Ihr kam ganz unvermutet und plötzlich eine Situation aus ihrer Vergangenheit in den Sinn. Es war, als sie ihrer Großmutter kochen helfen wollte, diese jedoch vergaß ein paar Zutaten einzukaufen oder einfach verdorben waren. Als sie sich über diesen Zustand beklagte, hatte ihre Großmutter nur gelacht und gemeint, // Kind, ein Rezept ist doch nur ein Leitfaden, kein Gesetz. Es zeigt schlicht eine Kombination, die in der Vergangenheit gut funktioniert hat. Früher hatten wir so gut wie nie alle Zutaten beisammen, sie waren nicht erhältlich oder man konnte sie sich schlicht nicht leisten. Und wir haben immer, naja - fast immer - ein ordentliches Essen zusammen gebracht.//
„Ok.“ meinte sie schließlich, sich einen Ruck gebend „ wir nehmen die Gulagsuppe, Möhren, Sauerkraut und mhm, jaaaah, auch den Rotkohl – auch wenn mir Weißkohl eigentlich lieber gewesen wäre. Die Bohnen und Erbsen passen nicht so gut, die stellen wir zurück. Wir werden zwar ein wenig improvisieren müssen, aber ich denke wir kriegen etwas Brauchbares zusammen.“ Aus einem Fach, in das Ronja vorsichtig griff und tastete, zog sie ein gut geschärftes Küchenmesser heraus. „Gut, ich mach mich an die Kartoffeln, die Grundzutat. Du könntest ja derweil die Zwiebeln schneiden Suque, etwa zwei bis drei Mittelgroße, nicht zu fein. Dann könntest du die Konserven schon einmal öffnen, die Flüssigkeit vom Sauerkraut können wir später noch brauchen, den vom Rotkohl nicht.“ , gab sie von sich, während sie sich, wie selbstverständlich, mit zwei Schüsseln, einer Kleinen für die Schalen und einer Großen für die dann geschälten und geschnittenen Knollen, sowie dem Kartoffelsack zur Sitzbank zurück zog.
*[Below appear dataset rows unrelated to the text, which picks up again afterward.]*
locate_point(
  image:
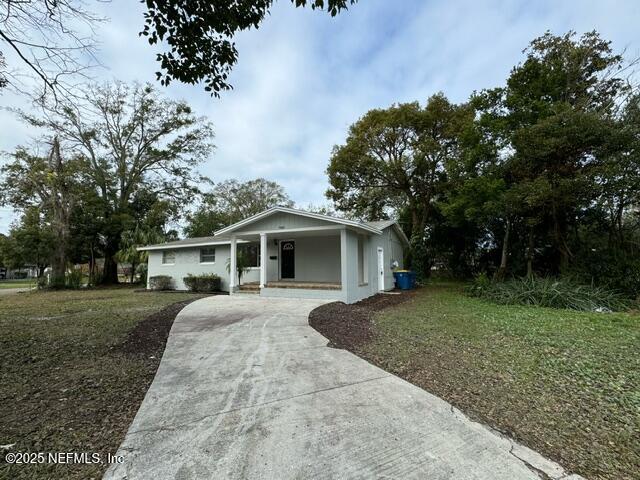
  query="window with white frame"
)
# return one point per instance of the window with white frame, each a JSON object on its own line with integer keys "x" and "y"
{"x": 168, "y": 257}
{"x": 208, "y": 255}
{"x": 363, "y": 260}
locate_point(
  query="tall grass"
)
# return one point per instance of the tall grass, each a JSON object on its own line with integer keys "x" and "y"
{"x": 549, "y": 292}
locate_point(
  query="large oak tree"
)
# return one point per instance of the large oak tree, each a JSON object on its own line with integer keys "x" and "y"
{"x": 133, "y": 146}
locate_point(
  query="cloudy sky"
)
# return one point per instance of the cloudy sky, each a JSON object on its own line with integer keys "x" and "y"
{"x": 304, "y": 77}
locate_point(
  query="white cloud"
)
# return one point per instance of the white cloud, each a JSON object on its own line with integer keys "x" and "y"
{"x": 304, "y": 77}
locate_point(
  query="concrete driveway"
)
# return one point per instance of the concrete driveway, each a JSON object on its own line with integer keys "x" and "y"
{"x": 246, "y": 389}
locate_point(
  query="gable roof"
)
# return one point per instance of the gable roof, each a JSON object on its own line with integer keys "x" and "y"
{"x": 382, "y": 224}
{"x": 303, "y": 213}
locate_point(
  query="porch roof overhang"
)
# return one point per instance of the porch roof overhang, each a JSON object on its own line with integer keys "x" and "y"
{"x": 340, "y": 222}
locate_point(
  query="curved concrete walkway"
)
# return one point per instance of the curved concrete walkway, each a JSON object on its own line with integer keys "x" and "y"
{"x": 246, "y": 389}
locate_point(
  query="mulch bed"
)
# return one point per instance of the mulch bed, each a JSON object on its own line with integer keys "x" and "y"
{"x": 349, "y": 326}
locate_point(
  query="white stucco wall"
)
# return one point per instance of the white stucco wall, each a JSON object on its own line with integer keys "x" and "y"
{"x": 317, "y": 258}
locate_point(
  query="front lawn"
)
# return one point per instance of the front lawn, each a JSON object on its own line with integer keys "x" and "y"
{"x": 562, "y": 382}
{"x": 75, "y": 367}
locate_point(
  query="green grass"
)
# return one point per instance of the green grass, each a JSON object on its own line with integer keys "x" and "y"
{"x": 65, "y": 385}
{"x": 563, "y": 382}
{"x": 23, "y": 283}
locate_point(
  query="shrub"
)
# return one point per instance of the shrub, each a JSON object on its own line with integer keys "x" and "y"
{"x": 549, "y": 292}
{"x": 202, "y": 283}
{"x": 161, "y": 282}
{"x": 74, "y": 279}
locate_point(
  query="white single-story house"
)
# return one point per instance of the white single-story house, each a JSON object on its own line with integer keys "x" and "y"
{"x": 294, "y": 254}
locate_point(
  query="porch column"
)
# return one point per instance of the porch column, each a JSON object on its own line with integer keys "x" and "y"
{"x": 343, "y": 259}
{"x": 263, "y": 259}
{"x": 232, "y": 265}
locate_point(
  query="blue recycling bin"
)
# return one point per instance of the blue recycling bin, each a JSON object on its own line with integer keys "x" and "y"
{"x": 405, "y": 279}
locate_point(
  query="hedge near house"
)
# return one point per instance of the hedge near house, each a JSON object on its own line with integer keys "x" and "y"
{"x": 161, "y": 282}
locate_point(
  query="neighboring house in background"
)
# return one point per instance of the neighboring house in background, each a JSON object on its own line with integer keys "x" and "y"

Im Schneidersitz zwischen ihren Utensilien begann Ronja, leise vor sich hinpfeifend, mit geschickten und flinken Fingern die Kartoffeln zu schälen und in grobe Stücke zu schneiden. Durch ihre Arbeit war sie es gewohnt mit scharfen Werkzeugen zu hantieren und die Knollen waren dabei auch weit weniger empfindlich als ihre normalen Patienten. So ging ihr diese Arbeit leicht von der Hand und die Schussel füllte sich mit beachtlicher Geschwindigkeit.